Saishu Nobuko is more of an enigma. Saishu is simply an honorific for a temple's supreme priestess. It's certain that there is a Suijin Temple in Kochi. It was destroyed in World War II, and rebuilt. Unfortunately, its paper records were lost at that time. However, scribes in other towns and cities do refer to a Nobuko who was a significant Shinto priestess active in the Kochi region. Other details are hazy. If this document is a true account, then Ms. Bly's writings are the best history we have of this woman.
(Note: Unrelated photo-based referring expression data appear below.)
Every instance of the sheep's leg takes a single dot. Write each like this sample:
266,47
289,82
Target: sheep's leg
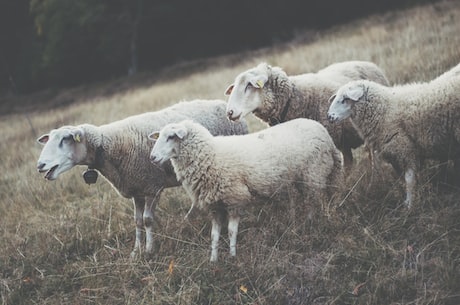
410,178
215,235
347,159
139,205
148,220
233,221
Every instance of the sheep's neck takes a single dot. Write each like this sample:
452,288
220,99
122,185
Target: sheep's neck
279,103
101,161
368,120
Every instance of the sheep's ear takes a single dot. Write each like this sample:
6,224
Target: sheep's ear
331,99
258,81
229,89
43,139
181,133
154,135
355,93
77,135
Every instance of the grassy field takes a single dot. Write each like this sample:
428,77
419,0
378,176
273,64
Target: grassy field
64,242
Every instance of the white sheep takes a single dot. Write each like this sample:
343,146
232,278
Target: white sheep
222,174
275,97
120,152
407,123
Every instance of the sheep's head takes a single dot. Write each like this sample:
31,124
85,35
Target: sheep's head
245,95
343,102
63,149
167,142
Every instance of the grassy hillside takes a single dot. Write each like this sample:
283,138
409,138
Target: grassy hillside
64,242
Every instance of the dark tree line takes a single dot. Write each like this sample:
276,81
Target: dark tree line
55,43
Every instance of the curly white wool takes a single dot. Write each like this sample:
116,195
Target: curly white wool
119,151
405,124
222,174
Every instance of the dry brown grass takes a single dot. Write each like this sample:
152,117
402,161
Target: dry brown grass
67,243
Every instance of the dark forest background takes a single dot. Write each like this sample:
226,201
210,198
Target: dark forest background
60,43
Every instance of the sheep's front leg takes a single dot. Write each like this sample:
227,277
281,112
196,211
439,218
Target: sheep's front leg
233,222
215,235
410,179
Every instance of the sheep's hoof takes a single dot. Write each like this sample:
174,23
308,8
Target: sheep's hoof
90,176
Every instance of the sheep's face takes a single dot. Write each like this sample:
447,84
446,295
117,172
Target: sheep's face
342,104
246,94
166,143
63,150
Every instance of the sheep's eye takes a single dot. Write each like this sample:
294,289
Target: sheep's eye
66,139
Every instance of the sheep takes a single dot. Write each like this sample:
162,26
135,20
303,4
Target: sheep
222,174
405,124
120,152
275,97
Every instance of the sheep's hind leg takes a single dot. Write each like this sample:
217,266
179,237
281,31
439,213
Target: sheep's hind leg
215,235
149,211
139,205
410,179
233,221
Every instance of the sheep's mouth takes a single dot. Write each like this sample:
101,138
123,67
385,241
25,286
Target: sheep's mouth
49,172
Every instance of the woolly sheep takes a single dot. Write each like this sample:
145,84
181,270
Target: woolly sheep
222,174
275,97
407,123
120,152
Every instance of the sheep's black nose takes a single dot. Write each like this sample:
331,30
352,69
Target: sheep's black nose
40,165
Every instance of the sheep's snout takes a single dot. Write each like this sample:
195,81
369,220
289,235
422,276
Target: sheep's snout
332,117
50,171
231,115
40,166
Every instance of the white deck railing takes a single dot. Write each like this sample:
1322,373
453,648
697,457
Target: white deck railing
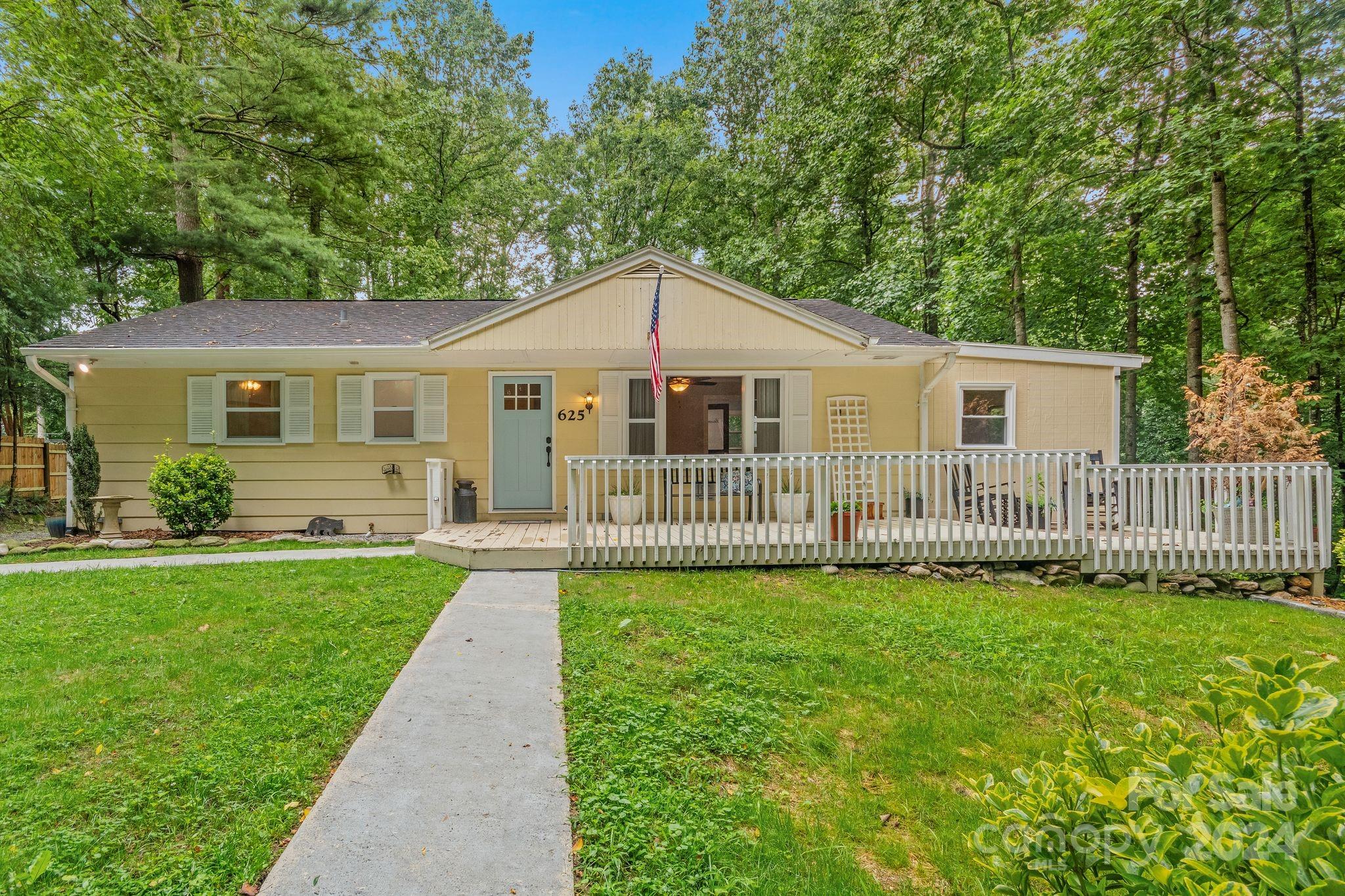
822,508
946,507
1201,517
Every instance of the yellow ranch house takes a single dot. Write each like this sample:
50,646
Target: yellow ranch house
787,431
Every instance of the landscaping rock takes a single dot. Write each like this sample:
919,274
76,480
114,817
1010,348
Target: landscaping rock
1019,576
131,544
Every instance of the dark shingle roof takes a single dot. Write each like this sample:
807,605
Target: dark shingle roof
888,332
300,324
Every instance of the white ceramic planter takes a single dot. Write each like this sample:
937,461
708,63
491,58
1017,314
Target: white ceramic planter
791,507
626,509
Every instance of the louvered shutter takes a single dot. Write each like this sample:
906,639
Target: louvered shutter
799,421
433,409
609,412
299,409
201,410
350,409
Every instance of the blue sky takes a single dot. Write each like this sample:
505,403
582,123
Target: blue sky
571,39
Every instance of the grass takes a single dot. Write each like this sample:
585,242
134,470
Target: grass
102,554
749,731
163,730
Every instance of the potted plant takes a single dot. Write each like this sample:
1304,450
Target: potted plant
791,501
626,503
845,521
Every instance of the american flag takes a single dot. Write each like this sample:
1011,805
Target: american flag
655,370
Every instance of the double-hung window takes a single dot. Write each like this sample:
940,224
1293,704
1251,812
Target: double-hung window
252,409
391,408
985,416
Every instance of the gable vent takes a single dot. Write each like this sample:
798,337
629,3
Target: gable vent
650,269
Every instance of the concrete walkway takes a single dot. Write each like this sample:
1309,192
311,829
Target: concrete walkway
456,786
208,559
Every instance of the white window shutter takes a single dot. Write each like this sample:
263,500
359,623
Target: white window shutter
299,409
350,409
433,409
799,422
201,410
609,399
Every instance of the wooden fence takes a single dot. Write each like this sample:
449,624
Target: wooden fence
41,467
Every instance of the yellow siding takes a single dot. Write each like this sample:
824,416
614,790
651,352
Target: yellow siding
132,412
615,314
1059,406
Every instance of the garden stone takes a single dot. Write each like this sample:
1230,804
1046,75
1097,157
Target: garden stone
131,544
1020,576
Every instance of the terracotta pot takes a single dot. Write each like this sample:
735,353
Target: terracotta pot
845,526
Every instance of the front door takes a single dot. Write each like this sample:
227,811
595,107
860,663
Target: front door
521,435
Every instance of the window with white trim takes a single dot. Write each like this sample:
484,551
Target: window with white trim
252,409
640,418
391,406
985,416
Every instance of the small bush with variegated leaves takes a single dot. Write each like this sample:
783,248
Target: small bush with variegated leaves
1252,805
192,494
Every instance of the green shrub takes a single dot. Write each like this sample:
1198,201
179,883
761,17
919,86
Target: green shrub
1252,805
87,476
192,494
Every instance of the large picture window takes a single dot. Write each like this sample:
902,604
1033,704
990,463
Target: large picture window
985,416
252,409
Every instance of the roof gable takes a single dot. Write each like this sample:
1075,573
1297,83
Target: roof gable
608,308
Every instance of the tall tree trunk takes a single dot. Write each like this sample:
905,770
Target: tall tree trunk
191,267
315,274
1193,277
1308,312
1223,264
1017,301
1130,385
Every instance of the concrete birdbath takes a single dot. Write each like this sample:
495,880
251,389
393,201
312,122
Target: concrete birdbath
110,512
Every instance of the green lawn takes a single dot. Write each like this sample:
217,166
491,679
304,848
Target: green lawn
162,730
102,554
748,731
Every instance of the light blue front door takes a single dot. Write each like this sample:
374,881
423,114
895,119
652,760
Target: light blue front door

Certainly, some kind of cover-up must have occurred to prevent the truth of the Kochi Tsunami from ever being revealed. Graham Hancock believes that the existence of kaiju is accepted but not acknowledged by most world governments. He suspects the Japanese and American governments of the 1920s wished to sweep this incident under the rug in hopes of preserving the fragile peace formed by the Treaty of Versailles. Hancock also suspects the existence of kaiju may have led to their development as super-weapons, a strategy he believes could have led to Earth's destruction, even the galaxy's. There is evidence that in the 1970s, the Soviets and Americans collaborated in awakening an even more powerful kaiju than Suijin, one known as Gojira, to repel an extra-terrestrial invasion. That idea steps so far out into the fringe that even I hesitate to entertain its plausibility.

I will not weigh in on these heady, metaphysical topics. I will merely acknowledge that some truths about the Kochi Tsunami, if such a tsunami did occur, have been hidden. I am unable to pass judgment on the validity of these writings until a proper chemical analysis can be conducted on its paper and ink. Until then, these documents have been scanned and digitized. The physical documents have been preserved indefinitely.

Going forward, the subject of my doctoral thesis will focus on Ms. Nelly Bly's 1921 travels to Tokyo and Kochi, Japan. I am reluctant to speculate on the nature of her death in 1922, but at only 57 years of age, contributing factors may have been her experiences during the Great War and her witness of Kochi's destruction. She and Lovecraft remained friends, and he even attended her funeral.

I have made digital and physical copies of these notes and documents in case of any academic or government interference. In case of my untimely death, copies of these documents will be sent to all paranormal and mainstream media outlets.

As my last word, I will follow the advice of Ms. Nelly Bly and pray for the continued sleep of the Old Ones.